15.  Where the need for substantive justice outweighs consequences of breach of a certain provision of the law and more particularly on an issue touching on the best interests of a child, then, the court should adopt a more purposive approach to promote a greater objective which in this case is the best interests of the child. However, before making such orders, the court should take into account the circumstances of each case and make a determination on its own merits. The child having been placed with the applicant before being declared free for adoption which is a mandatory legal requirement, the same cannot be an impediment towards the realization of the best interests of the child.

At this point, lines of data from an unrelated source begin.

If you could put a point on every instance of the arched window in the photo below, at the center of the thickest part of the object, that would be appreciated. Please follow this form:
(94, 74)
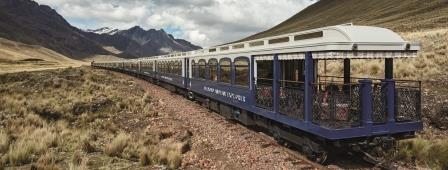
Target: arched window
(202, 63)
(170, 67)
(213, 67)
(194, 68)
(225, 70)
(179, 68)
(242, 71)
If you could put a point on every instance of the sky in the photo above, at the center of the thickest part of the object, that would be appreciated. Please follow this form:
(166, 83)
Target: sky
(202, 22)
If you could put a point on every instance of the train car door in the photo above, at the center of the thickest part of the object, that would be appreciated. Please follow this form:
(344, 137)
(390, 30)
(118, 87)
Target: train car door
(264, 82)
(187, 73)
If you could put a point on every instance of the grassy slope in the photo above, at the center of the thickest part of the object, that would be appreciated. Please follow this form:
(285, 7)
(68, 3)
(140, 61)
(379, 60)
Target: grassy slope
(82, 118)
(14, 56)
(398, 15)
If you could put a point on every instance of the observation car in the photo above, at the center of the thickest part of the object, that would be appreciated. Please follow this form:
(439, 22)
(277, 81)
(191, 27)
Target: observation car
(277, 83)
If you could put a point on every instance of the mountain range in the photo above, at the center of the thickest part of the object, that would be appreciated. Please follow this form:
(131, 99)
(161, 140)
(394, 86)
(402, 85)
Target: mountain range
(28, 22)
(136, 41)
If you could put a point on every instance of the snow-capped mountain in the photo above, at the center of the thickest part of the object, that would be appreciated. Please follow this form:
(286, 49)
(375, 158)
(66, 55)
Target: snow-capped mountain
(138, 42)
(104, 30)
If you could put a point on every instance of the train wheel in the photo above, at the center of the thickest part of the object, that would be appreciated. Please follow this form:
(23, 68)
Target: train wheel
(314, 155)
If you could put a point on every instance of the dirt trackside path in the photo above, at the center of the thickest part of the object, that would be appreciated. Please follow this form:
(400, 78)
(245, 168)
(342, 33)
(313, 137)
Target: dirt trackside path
(219, 144)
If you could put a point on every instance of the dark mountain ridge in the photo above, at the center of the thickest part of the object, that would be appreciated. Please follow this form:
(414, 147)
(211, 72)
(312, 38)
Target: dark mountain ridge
(28, 22)
(137, 42)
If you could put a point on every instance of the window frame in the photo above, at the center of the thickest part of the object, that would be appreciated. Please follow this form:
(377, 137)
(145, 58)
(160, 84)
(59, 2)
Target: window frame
(235, 66)
(221, 70)
(202, 69)
(216, 68)
(193, 69)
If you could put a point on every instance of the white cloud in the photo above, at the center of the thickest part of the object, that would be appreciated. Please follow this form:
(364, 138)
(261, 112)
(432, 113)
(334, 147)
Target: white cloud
(203, 22)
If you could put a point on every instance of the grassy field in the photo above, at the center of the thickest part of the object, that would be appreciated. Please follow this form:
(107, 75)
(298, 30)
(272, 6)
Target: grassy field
(80, 118)
(15, 56)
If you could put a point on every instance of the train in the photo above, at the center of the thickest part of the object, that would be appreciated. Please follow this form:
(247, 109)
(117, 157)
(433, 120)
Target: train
(277, 84)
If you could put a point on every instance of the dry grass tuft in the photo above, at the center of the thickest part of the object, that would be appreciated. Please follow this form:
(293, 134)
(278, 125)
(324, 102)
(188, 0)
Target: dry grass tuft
(4, 141)
(78, 161)
(32, 142)
(47, 162)
(118, 144)
(426, 152)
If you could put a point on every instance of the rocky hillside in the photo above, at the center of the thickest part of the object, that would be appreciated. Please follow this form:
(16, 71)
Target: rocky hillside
(30, 23)
(137, 42)
(398, 15)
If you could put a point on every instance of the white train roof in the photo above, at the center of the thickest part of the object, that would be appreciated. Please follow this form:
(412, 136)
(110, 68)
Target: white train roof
(333, 42)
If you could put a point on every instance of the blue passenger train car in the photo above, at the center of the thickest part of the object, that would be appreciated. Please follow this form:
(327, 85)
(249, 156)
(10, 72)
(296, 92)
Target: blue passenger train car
(280, 84)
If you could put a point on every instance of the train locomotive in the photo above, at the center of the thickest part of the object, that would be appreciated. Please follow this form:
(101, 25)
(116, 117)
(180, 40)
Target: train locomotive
(276, 83)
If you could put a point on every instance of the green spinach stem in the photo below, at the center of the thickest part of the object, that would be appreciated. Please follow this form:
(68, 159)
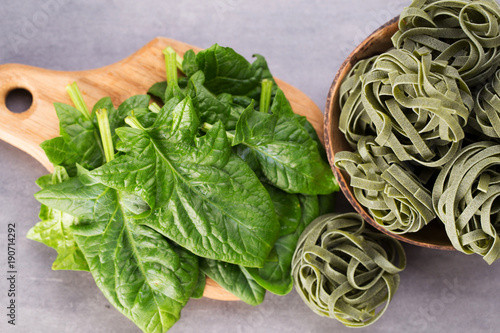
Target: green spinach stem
(153, 107)
(77, 99)
(178, 61)
(265, 95)
(105, 130)
(206, 127)
(171, 65)
(133, 122)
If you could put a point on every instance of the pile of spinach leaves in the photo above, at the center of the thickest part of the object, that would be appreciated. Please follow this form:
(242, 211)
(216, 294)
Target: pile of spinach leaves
(217, 177)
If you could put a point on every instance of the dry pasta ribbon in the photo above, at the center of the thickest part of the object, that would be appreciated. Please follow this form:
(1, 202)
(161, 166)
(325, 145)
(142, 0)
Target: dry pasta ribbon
(418, 106)
(466, 199)
(391, 193)
(486, 115)
(343, 270)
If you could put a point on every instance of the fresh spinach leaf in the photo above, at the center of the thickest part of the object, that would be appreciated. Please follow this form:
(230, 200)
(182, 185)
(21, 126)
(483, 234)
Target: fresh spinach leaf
(287, 154)
(55, 230)
(200, 285)
(80, 136)
(276, 274)
(213, 108)
(189, 64)
(158, 90)
(287, 208)
(142, 274)
(60, 154)
(202, 196)
(235, 280)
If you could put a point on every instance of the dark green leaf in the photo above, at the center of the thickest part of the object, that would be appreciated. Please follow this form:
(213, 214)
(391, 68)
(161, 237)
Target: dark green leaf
(227, 72)
(234, 279)
(287, 154)
(276, 275)
(55, 230)
(158, 90)
(202, 196)
(59, 153)
(287, 207)
(212, 108)
(145, 277)
(189, 65)
(80, 136)
(200, 286)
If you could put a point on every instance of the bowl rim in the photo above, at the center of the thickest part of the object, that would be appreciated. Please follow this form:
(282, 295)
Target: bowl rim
(366, 46)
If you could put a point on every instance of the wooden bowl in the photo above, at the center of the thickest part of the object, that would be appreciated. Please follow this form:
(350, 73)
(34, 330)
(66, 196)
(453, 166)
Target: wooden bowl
(432, 235)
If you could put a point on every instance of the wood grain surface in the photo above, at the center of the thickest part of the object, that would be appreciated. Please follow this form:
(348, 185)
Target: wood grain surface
(131, 76)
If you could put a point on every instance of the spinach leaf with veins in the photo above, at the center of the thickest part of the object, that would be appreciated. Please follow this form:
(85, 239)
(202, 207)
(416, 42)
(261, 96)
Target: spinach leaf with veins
(55, 229)
(142, 274)
(79, 142)
(276, 274)
(287, 155)
(202, 196)
(234, 279)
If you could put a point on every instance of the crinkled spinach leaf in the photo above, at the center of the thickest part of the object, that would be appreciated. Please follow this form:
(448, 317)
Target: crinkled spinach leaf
(235, 280)
(276, 274)
(202, 196)
(55, 230)
(142, 274)
(288, 156)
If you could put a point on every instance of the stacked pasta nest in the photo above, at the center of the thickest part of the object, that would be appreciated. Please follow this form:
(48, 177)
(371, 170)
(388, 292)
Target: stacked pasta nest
(423, 119)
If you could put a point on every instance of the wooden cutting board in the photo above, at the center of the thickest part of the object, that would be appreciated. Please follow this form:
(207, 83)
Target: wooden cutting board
(131, 76)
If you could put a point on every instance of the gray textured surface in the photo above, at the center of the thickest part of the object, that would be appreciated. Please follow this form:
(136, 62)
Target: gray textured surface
(304, 43)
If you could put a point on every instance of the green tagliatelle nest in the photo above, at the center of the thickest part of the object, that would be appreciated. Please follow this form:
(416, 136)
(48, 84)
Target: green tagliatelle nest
(354, 122)
(486, 116)
(344, 271)
(417, 105)
(465, 197)
(465, 34)
(392, 194)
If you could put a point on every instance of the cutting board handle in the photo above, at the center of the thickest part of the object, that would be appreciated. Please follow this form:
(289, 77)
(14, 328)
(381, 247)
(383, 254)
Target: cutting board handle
(131, 76)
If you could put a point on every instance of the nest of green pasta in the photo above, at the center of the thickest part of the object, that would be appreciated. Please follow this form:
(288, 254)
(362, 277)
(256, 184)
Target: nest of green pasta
(423, 120)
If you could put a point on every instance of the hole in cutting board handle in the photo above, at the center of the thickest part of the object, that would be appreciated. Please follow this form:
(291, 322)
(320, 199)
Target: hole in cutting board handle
(19, 100)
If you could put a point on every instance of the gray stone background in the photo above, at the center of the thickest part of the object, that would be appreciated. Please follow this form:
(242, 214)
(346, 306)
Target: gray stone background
(304, 42)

16. In the spirit and letter of Article 53(2) of the Constitution and section 4(2) &(3) of the children’s Act, the best interests of a child is a paramount consideration before a court or any institution or body  makes an order or decision touching on a child. Taking into account the circumstances of this case where the baby was abandoned and has been staying with the applicant for over ten years now, it will be unfair and detrimental to the baby’s welfare more especially change of environment, school, and loss of friends to return him to the children’s home.

17.  Accordingly, application is allowed with orders:

a)  That J A A is hereby authorised to adopt the child E.

b) That the consent of the biological parents is hereby dispensed with as the child was abandoned.

c)  That upon making of the adoption order the said child be known as A G A A.

d) That the Registrar-General is hereby directed to make the appropriate entry of A G A A in the Adopted Children’s Register.

e)  That the child is hereby presumed to be a Kenyan Citizen born in Kenya on 5th May 2007 and that the Director of Immigration is hereby directed to issue the child A G A A with a passport.

f) That C A A is hereby appointed legal guardian to the child in the event of death or incapacitation of the applicant.

g)  That the guardian ad litem be and is hereby discharged.

DATED, SIGNED AND DELIVERED IN OPEN COURT AT NAIROBI THIS 19TH DAY OF OCTOBER, 2018.